Terminada a recruta, Marinete foi enviada à escola Fadário Muteka para cursar comunicações. O comandante queria voltar a tê-la sempre ao seu lado e como pessoa de confiança.

- Jovem mulher!

- Pronta chefe! – respondeu.

- Vais fazer três meses no Fadário e quando voltares vais pegar as máquinas do Manda-Boca que vai subir .- Ordenou o comandante em parada.

Seria a primeira vez que sairia da sua terra natal e que ficaria sem a protecção do seu amante, mas Marinete tinha consciência de que na tropa não se podia negar uma ordem.

- Sim chefe. Aceito.

- Então prepara a mochila poque o eleicóptero chega mesmo já amanhã. Hoje à noite falo com o camarada Garrincha que, pelo que sei, anda contigo...

Marinete apenas sorriu e dirigiu-se à caserna do Garrincha que já dominava o assunto.

No Huambo, Marinete e Vutuka eram as únicas meninas que eram militares de verdade, sendo complementadas em número por umas seis senhoras já de idade que trabalhavam como cozinheiras e lavadeiras da unidade-escola.

Txakumuena Vutuka era procedente de Muatxibundo, no nordeste, e orfã de pai e mãe. Melhor, como ela mesma dizia, era orfã de tudo. Era sobrevivente única de uma família que fora dizimada pela guerrilha.

- Mana, nem imaginas o que me aconteceu para cá estar no meio dos homens… - Abriu-se ela certa vez à companheira quando falavam do seu percurso para a vida militar.

- Conta-me mana. Que foi que te trouxe à tropa. Estás cansada dos abusos dos homens na tua aldeias?

- Yame ká !

- Como assim?

- Quem me dera. Fui ao município representar a OPA num concurso de Cianda e os meus pais foram todos “matados” pelos fantches do imperialismo.

- Aié? Qiue pena. Temos mesmo de fazer força para ver se lhes damos o troco que merecem… - Respondeu comovida a colega, evitando outros comentários que a podessem transtornar.

Vutuka, apesar de mulher coragiosa e libertária, tinha um lado bastante sencível. A colega queria evitar ressuscitar as dores que ainda inundavam a sua alma e limitou-se na conversa, buscando outros motivos.

- xtás a ver aquele gajo do Sakaiossa? O gajo é um gentio…

- É teu tio?

- Não, gentio. Pessoa sem consideração. Um matumbo de primeira. Como é que lhe dou um geito e fica aí a me espalhar?

- Se fizeram?

- Não. Eu com ele? Só se fosse o único à superfície da terra.
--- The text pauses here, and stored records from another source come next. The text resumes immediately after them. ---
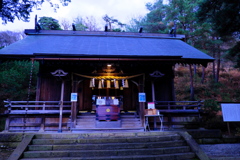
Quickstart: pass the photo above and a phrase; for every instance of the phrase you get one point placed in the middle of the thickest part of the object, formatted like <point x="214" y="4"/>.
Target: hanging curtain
<point x="99" y="84"/>
<point x="125" y="83"/>
<point x="108" y="84"/>
<point x="116" y="84"/>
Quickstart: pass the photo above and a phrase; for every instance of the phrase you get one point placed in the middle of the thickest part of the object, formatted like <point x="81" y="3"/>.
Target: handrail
<point x="178" y="105"/>
<point x="33" y="106"/>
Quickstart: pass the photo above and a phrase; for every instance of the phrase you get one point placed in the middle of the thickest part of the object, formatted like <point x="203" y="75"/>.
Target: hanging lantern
<point x="92" y="83"/>
<point x="108" y="84"/>
<point x="125" y="84"/>
<point x="116" y="85"/>
<point x="100" y="84"/>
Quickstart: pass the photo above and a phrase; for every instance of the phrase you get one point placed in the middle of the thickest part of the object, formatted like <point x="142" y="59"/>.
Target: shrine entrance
<point x="124" y="90"/>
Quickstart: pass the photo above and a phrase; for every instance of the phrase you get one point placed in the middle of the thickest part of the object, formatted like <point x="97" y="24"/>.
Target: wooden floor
<point x="87" y="121"/>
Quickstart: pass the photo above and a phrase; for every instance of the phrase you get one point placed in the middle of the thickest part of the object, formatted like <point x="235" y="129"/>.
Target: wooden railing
<point x="179" y="106"/>
<point x="37" y="107"/>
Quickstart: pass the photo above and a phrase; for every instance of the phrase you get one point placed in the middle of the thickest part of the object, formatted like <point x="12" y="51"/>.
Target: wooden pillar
<point x="61" y="108"/>
<point x="142" y="104"/>
<point x="153" y="91"/>
<point x="73" y="105"/>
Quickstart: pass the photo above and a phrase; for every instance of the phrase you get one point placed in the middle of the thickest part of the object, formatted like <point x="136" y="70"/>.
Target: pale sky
<point x="123" y="10"/>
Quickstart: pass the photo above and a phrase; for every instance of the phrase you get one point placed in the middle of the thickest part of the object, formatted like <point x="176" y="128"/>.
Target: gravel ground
<point x="214" y="151"/>
<point x="222" y="151"/>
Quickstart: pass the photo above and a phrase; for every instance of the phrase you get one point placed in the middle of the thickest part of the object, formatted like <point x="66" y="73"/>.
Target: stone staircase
<point x="104" y="146"/>
<point x="87" y="122"/>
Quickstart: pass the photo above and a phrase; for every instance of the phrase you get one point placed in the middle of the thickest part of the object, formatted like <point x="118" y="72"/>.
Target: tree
<point x="79" y="23"/>
<point x="21" y="9"/>
<point x="91" y="24"/>
<point x="225" y="17"/>
<point x="223" y="14"/>
<point x="9" y="37"/>
<point x="110" y="21"/>
<point x="49" y="23"/>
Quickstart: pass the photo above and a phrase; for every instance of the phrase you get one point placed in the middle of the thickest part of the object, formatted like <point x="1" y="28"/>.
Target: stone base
<point x="108" y="124"/>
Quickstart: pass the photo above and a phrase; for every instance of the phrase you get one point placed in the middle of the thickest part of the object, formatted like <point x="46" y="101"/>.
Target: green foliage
<point x="79" y="23"/>
<point x="2" y="123"/>
<point x="215" y="123"/>
<point x="234" y="54"/>
<point x="211" y="106"/>
<point x="223" y="14"/>
<point x="110" y="21"/>
<point x="11" y="9"/>
<point x="14" y="80"/>
<point x="49" y="23"/>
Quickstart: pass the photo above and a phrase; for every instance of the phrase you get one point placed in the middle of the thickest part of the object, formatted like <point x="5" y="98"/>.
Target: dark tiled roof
<point x="102" y="44"/>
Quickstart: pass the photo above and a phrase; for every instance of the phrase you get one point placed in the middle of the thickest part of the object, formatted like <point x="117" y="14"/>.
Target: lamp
<point x="99" y="84"/>
<point x="125" y="83"/>
<point x="108" y="84"/>
<point x="116" y="85"/>
<point x="92" y="83"/>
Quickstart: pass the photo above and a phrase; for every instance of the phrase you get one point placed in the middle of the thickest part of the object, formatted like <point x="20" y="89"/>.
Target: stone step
<point x="106" y="135"/>
<point x="179" y="156"/>
<point x="104" y="140"/>
<point x="109" y="146"/>
<point x="97" y="153"/>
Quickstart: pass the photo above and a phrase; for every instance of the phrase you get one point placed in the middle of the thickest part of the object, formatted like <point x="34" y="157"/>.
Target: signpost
<point x="231" y="113"/>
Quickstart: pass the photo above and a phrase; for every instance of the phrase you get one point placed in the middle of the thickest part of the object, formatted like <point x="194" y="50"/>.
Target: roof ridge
<point x="101" y="33"/>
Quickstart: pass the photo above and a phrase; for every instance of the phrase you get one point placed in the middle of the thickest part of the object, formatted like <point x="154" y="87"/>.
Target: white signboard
<point x="231" y="112"/>
<point x="142" y="97"/>
<point x="101" y="102"/>
<point x="115" y="102"/>
<point x="73" y="97"/>
<point x="151" y="105"/>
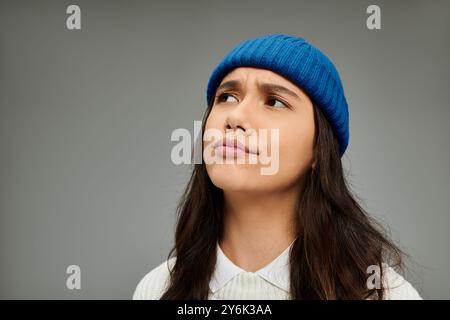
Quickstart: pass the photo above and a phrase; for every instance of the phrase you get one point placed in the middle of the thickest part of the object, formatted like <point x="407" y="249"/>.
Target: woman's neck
<point x="257" y="227"/>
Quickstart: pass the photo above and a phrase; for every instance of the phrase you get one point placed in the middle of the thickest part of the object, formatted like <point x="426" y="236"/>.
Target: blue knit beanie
<point x="301" y="63"/>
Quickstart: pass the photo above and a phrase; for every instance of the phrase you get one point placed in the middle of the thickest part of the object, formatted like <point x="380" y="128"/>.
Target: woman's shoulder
<point x="154" y="283"/>
<point x="397" y="287"/>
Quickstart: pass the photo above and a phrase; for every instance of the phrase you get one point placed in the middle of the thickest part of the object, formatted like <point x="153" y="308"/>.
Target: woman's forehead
<point x="259" y="75"/>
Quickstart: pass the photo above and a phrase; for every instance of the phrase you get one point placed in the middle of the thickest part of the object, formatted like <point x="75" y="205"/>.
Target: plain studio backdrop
<point x="86" y="118"/>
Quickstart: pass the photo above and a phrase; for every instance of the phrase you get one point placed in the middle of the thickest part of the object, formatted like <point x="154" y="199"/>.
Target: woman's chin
<point x="232" y="177"/>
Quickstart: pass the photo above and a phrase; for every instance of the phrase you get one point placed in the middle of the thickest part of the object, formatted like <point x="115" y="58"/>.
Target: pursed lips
<point x="234" y="144"/>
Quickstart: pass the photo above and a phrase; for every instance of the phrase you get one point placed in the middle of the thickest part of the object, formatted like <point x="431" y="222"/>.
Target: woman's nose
<point x="239" y="116"/>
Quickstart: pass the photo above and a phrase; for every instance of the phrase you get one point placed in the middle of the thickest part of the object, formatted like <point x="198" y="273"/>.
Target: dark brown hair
<point x="336" y="239"/>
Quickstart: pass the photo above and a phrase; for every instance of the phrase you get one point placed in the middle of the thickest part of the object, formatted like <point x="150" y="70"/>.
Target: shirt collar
<point x="276" y="272"/>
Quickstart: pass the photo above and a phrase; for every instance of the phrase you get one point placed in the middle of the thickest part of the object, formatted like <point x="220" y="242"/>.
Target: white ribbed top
<point x="249" y="285"/>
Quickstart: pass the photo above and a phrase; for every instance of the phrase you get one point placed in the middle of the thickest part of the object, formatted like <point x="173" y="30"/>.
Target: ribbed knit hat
<point x="301" y="63"/>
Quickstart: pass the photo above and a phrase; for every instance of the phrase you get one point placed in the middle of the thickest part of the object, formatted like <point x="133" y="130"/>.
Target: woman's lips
<point x="232" y="147"/>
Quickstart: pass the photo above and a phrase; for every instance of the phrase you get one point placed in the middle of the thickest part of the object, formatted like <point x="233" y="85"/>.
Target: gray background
<point x="86" y="118"/>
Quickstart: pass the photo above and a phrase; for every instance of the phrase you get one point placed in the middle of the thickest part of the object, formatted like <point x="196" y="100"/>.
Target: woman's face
<point x="270" y="117"/>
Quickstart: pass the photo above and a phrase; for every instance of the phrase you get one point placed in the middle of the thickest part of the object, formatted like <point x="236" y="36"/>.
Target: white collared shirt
<point x="269" y="283"/>
<point x="276" y="272"/>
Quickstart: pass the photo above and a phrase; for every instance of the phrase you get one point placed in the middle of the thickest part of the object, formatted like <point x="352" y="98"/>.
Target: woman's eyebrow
<point x="230" y="84"/>
<point x="271" y="87"/>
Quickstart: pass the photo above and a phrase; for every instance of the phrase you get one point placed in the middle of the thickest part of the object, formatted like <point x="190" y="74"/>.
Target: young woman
<point x="293" y="231"/>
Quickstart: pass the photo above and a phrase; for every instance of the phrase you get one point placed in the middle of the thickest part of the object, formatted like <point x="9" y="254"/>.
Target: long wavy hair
<point x="336" y="239"/>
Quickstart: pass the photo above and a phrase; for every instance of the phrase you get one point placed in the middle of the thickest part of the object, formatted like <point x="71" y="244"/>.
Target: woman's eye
<point x="224" y="98"/>
<point x="276" y="103"/>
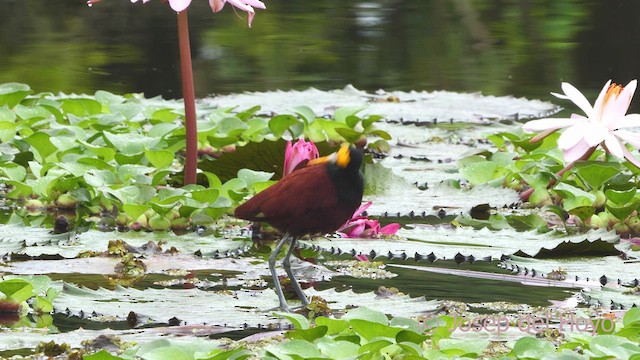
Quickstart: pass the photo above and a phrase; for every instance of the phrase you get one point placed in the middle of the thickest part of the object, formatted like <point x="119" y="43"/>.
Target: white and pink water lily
<point x="605" y="123"/>
<point x="216" y="5"/>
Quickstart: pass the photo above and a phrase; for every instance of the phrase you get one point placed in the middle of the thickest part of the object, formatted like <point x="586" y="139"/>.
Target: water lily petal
<point x="632" y="138"/>
<point x="362" y="209"/>
<point x="179" y="5"/>
<point x="572" y="135"/>
<point x="294" y="155"/>
<point x="597" y="106"/>
<point x="240" y="4"/>
<point x="632" y="159"/>
<point x="250" y="18"/>
<point x="630" y="120"/>
<point x="561" y="96"/>
<point x="390" y="229"/>
<point x="216" y="5"/>
<point x="576" y="152"/>
<point x="578" y="98"/>
<point x="256" y="3"/>
<point x="616" y="108"/>
<point x="355" y="229"/>
<point x="550" y="124"/>
<point x="594" y="133"/>
<point x="613" y="146"/>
Encontrou-me em baixa e trocamos apenas um beijo.

- E que te fez mais?

- Nada mais. Não é que o gajo anda aí a tratar-me por Vareta do comandante só porque lhe neguei o “bife”?

Aié? E tu já apresentaste queixa ao comandante da escola? – Questionou Vutuka que se apresentava mais experiente no campo dos amores sem rodeios.

Marinete tinha tido algumas experiências durante a recruta com o agora aspirante a sargento Satula e com o instrutor Garrincha. Mas foram todas entregas afectivas e nada de fazer por fazer.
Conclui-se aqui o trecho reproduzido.